Maternal History of Alzheimer’s Disease Could Determine Risk

The authors of a recent Neurology study examined whether cognitively healthy patients with a family history of Alzheimer’s disease would have less gray matter volume (GMV) and if those differences in GMV reflect family history. Subjects included 67 cognitively intact patients >60 years of age with 1 first-degree maternal relative with an onset of dementia between 60–80 years of age. Sixteen patients had a paternal history of Alzheimer’s disease, 8 had no paternal history, and 43 had no parental history at all. Subjects with a maternal history of Alzheimer’s disease had lower GMV in those brain regions most vulnerable to Alzheimer’s disease—the prefrontal cortices (Brodmann area 45, 46, and 47) and the precuneus. Subjects in the paternal history group did not have any GMV decreases.

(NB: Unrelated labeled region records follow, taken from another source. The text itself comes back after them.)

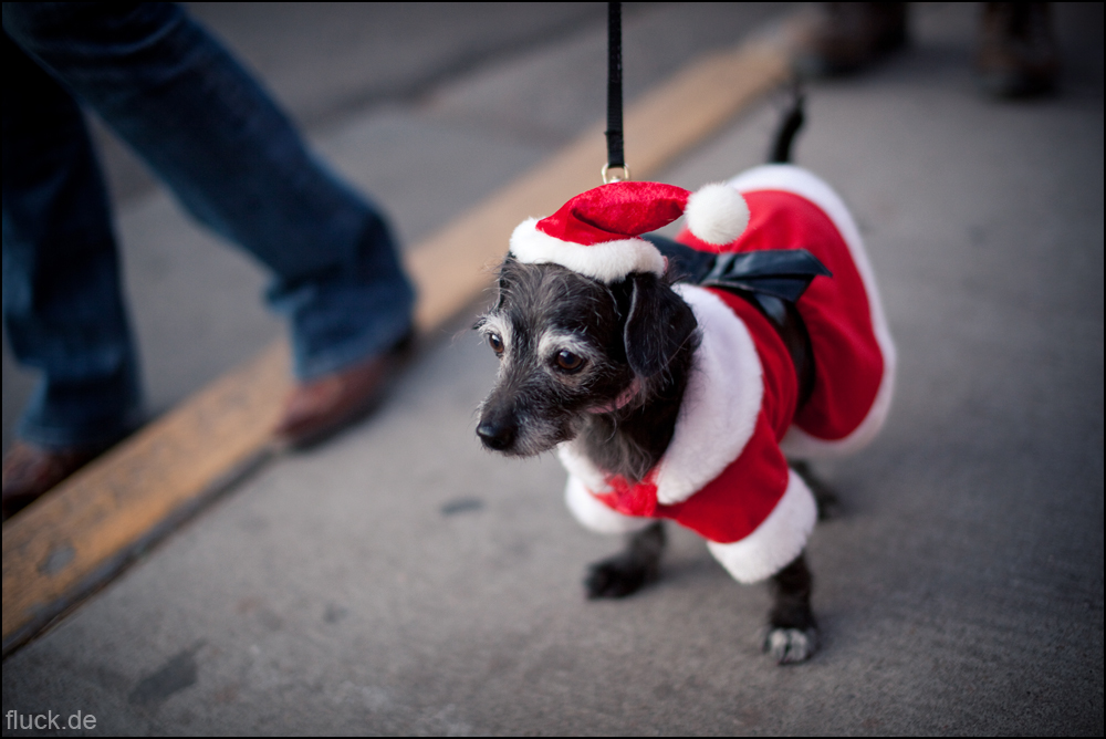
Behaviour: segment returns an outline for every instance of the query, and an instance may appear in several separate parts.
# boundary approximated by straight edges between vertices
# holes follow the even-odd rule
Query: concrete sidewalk
[[[662,48],[695,31],[685,15],[718,33],[711,12],[641,11],[638,28]],[[1063,94],[1026,104],[975,95],[973,12],[918,8],[910,50],[810,92],[797,160],[853,206],[901,367],[884,435],[820,468],[843,511],[811,547],[825,632],[811,663],[759,653],[763,590],[686,532],[657,586],[583,601],[585,564],[617,544],[570,519],[554,460],[480,450],[472,409],[494,360],[461,316],[369,421],[269,466],[7,659],[4,715],[80,710],[103,733],[1100,735],[1102,7],[1058,9]],[[416,239],[557,145],[489,112],[533,110],[525,93],[596,50],[602,22],[585,23],[316,140]],[[658,179],[759,163],[776,117],[770,101]],[[440,154],[413,169],[401,145]],[[382,149],[395,159],[366,166]],[[157,197],[124,215],[125,242],[182,232]],[[186,246],[158,242],[144,269],[168,284],[212,254],[202,279],[226,279],[230,302],[188,309],[196,341],[268,343],[279,326],[257,308],[255,324],[219,321],[252,305],[233,293],[260,275]],[[187,360],[144,358],[159,407],[237,361],[155,391],[159,362]]]

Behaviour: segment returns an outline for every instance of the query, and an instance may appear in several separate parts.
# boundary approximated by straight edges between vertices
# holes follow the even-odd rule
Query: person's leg
[[[274,274],[270,304],[313,381],[386,353],[414,291],[379,212],[305,149],[268,94],[180,8],[4,4],[4,30],[199,220]]]
[[[17,436],[103,448],[138,405],[107,195],[73,98],[7,34],[3,64],[3,320],[42,373]]]

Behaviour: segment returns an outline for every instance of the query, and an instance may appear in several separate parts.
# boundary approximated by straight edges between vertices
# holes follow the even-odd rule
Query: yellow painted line
[[[730,121],[787,74],[785,43],[760,41],[703,58],[626,111],[626,159],[645,179]],[[411,250],[420,332],[483,290],[524,218],[546,216],[599,184],[603,126]],[[3,653],[115,574],[240,470],[268,455],[289,388],[278,342],[189,397],[3,524]]]

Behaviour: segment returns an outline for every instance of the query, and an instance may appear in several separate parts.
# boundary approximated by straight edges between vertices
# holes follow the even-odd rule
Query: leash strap
[[[603,181],[629,179],[626,156],[623,153],[623,96],[622,96],[622,3],[607,3],[607,164]],[[623,177],[612,177],[611,169],[622,169]]]

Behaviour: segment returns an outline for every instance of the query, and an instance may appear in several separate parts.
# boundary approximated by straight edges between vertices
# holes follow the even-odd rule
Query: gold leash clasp
[[[617,170],[619,169],[622,169],[620,176],[617,174]],[[614,167],[612,167],[609,164],[605,164],[603,165],[603,169],[599,170],[599,174],[603,176],[604,185],[609,185],[611,183],[625,183],[630,179],[634,179],[633,177],[630,177],[629,174],[629,165],[625,164],[622,166],[614,166]]]

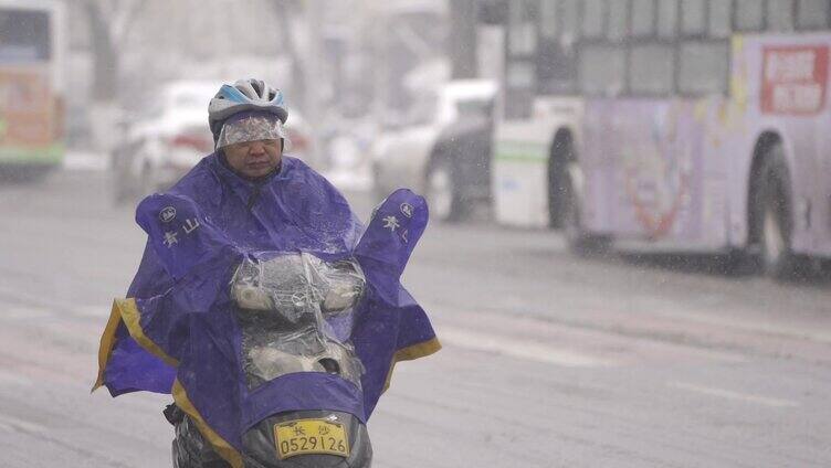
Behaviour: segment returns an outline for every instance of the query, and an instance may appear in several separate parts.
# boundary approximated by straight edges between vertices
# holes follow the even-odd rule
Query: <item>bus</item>
[[[64,155],[64,9],[0,0],[0,173],[33,179]]]
[[[831,257],[831,1],[505,8],[498,222],[776,277]]]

www.ncbi.nlm.nih.gov/pubmed/20065246

Metacognitive Training for Cognitive Symptoms in Schizophrenia

Previous studies have validated the association of a jumping-to-conclusions bias with schizophrenia. A Behaviour Research and Therapy study assessed the effect of metacognitive training (MCT)—a group treatment—for jumping to conclusions and other schizophrenia- related cognitive biases. Subjects with subacute or remitted schizophrenia were randomized to MCT or treatment as usual. Delusion distress, and memory and social skills were significantly reduced in the MCT group compared to treatment as usual, and the incidence of jumping to conclusions decreased in the MCT group.

www.ncbi.nlm.nih.gov/pubmed/21276962

Patients Weigh In On Quality of PCP Care for Anxiety Disorders

Quality pharmacologic or psychosocial care for anxiety disorders is not common in primary care settings, according to a Journal of Clinical Psychiatry study. A sample of 1,004 patients with an anxiety disorder was surveyed. Of the initial sample, 576 patients (57.4%) had received an indicated anxiolytic during the previous 6 months. As for psychosocial treatment, only 213 patients (21.2%) received strong counseling, defined as including ≥3 elements of CBT, and 81 patients (8.1%) received both quality pharmacotherapy and psychotherapy. Receiving quality psychosocial treatment was the only positive predictor of patient satisfaction for anxiety disorder treatment in this survey.